グループリーグ最大の驚きはウェールズとアイスランド。
さらにフランスも、真の姿をまだ見せてはいない。地元開催で優勝への大きなプレッシャーがあるのだろうが、守備のブロックは予想外に低く、攻撃も個の力が頼りで組織的なアグレッシブさがない。ポール・ポグバ、アントワン・グリエスマン、ブレイズ・マテュイディら主力に疲れが見えるのも気になるところだ。
そうした国々に比べイングランドは、ここまでとても良くやっている。高い位置からプレスをかけてボールを奪い、アグレッシブなスタイルを貫き通している。問題はその攻撃がアバウトで、アイディアに乏しいことだ。また、選手のクオリティは高いが、大会を勝ち切るまで戦いぬけるかというところでは十分とはいえない。
グループリーグでの最大の驚きはウェールズとアイスランドだ。ウェールズは守備がよく組織され、攻撃ではギャレス・ベイル、アーロン・ラムジーのふたりが違いを作り出す。アイスランドにはウェールズのような個の力はないが、フィジカルと戦いでの強さがあり、特に空中戦でのアグレッシブさは特筆に値する。
組み合せの偏りでクロアチアに決勝への道が開けた。
25日から始まる決勝ラウンドは、組み合わせに大きな偏りが出来たことで、クロアチアに決勝までの道が開けた。大会前から私はクロアチアをダークホースに推していたが、今やクロアチアが優勝候補の本命だ。

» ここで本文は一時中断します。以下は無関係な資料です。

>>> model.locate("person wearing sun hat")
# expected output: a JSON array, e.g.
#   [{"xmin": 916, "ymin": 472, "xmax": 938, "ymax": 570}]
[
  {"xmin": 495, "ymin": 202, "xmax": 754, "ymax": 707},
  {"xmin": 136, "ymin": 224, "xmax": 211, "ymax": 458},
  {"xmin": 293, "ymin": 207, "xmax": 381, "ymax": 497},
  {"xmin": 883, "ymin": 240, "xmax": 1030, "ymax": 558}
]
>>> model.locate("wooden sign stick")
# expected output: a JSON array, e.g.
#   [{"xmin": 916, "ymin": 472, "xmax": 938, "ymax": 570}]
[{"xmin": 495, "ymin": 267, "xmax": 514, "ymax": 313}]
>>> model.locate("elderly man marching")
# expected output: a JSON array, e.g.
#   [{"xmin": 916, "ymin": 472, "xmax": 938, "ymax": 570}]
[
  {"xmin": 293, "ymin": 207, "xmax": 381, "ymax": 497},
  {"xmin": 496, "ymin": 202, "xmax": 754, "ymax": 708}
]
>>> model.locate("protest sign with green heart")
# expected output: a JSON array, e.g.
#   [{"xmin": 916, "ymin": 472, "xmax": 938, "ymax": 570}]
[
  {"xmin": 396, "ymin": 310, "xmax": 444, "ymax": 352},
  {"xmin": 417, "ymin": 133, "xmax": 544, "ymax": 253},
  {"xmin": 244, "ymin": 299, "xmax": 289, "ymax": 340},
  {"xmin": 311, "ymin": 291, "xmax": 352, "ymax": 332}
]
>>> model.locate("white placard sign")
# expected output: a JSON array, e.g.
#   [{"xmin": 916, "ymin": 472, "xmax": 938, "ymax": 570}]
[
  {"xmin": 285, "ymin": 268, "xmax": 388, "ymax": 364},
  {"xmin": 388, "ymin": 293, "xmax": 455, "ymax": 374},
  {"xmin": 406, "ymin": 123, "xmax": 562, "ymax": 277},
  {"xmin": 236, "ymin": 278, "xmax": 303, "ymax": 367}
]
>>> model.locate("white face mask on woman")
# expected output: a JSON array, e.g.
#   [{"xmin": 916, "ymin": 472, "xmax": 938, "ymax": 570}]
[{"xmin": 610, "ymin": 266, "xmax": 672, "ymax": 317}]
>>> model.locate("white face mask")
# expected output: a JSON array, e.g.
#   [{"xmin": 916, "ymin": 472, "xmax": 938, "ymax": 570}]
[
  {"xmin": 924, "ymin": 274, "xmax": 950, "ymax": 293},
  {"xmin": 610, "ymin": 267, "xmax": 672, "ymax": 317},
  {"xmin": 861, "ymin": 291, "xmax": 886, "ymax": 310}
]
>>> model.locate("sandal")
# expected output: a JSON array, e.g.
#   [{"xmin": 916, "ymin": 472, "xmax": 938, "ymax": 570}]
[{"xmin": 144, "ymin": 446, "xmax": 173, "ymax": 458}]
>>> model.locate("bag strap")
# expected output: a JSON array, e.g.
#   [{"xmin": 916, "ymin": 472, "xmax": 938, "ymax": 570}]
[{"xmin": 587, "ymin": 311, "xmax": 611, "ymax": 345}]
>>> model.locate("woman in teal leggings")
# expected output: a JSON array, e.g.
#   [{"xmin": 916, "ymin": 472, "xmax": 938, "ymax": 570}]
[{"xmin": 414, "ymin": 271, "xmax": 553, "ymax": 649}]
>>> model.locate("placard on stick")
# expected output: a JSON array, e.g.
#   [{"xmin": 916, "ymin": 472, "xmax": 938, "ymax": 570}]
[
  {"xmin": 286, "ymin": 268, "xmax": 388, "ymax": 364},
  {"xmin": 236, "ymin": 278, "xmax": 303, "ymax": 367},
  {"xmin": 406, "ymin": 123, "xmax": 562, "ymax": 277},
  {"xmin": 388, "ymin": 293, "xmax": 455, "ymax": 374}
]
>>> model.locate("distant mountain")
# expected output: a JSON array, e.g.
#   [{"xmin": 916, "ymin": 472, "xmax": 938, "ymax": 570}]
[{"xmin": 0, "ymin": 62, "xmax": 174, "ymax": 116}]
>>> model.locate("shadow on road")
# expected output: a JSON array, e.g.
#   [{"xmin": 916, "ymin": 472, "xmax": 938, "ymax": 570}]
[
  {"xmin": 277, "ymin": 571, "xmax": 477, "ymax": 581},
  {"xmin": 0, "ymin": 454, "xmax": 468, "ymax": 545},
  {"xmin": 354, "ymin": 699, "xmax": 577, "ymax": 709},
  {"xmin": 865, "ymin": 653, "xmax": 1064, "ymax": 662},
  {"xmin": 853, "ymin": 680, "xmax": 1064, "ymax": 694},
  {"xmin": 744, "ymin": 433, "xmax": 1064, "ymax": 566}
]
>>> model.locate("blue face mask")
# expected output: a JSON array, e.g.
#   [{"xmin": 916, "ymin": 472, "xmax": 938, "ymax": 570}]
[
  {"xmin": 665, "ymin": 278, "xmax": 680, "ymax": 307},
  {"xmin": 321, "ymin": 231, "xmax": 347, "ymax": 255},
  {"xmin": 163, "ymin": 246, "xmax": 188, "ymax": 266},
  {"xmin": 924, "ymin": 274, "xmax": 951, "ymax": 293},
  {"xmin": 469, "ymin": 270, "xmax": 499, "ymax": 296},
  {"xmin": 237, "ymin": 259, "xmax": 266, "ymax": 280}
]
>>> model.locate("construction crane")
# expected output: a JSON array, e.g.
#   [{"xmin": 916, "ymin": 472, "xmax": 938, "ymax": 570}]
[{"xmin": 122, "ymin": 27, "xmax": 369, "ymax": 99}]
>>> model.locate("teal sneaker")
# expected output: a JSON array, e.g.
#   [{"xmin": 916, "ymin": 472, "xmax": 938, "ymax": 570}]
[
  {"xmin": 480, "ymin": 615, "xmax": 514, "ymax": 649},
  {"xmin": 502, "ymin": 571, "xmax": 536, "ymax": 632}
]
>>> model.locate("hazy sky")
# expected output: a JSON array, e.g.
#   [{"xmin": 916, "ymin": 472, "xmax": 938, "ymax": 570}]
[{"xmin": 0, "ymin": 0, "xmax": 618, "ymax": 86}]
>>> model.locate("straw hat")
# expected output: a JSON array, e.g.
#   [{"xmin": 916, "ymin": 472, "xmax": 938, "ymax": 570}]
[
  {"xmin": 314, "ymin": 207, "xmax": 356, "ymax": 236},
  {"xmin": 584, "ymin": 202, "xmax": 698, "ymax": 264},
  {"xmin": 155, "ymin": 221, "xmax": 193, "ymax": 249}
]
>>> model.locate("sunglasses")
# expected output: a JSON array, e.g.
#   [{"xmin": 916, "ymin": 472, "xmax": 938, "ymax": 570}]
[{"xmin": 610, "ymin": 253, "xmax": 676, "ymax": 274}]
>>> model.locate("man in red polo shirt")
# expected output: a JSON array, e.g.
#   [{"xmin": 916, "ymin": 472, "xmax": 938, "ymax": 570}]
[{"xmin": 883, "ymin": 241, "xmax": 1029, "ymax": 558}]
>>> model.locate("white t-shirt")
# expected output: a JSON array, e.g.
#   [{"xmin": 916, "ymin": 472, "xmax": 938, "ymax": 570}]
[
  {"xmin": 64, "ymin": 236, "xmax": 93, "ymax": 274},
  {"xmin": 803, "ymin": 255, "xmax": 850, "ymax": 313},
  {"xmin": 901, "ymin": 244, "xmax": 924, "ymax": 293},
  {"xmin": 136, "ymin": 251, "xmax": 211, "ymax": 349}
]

クロアチアは数年前からグループが固まり、チームの雰囲気がとてもいい。今はそこに新しい選手たちが加わった。マテオ・コバチッチやマルコ・ピアツァ、マルコ・ログ、シメ・ブルサリコなどで、コバチッチやブルサリコは私がディナモ・ザグレブの監督だった当時に、トップチームに引き上げて起用した選手たちだ。
チームはコレクティブで選手層も厚いから、大黒柱であるルカ・モドリッチの負傷欠場もスペイン戦ではほとんど気にならなかった。そこがズラタン・イブラヒモビッチやクリスティアーノ・ロナウドの力に頼りきっているスウェーデンやポルトガルとの違いだ。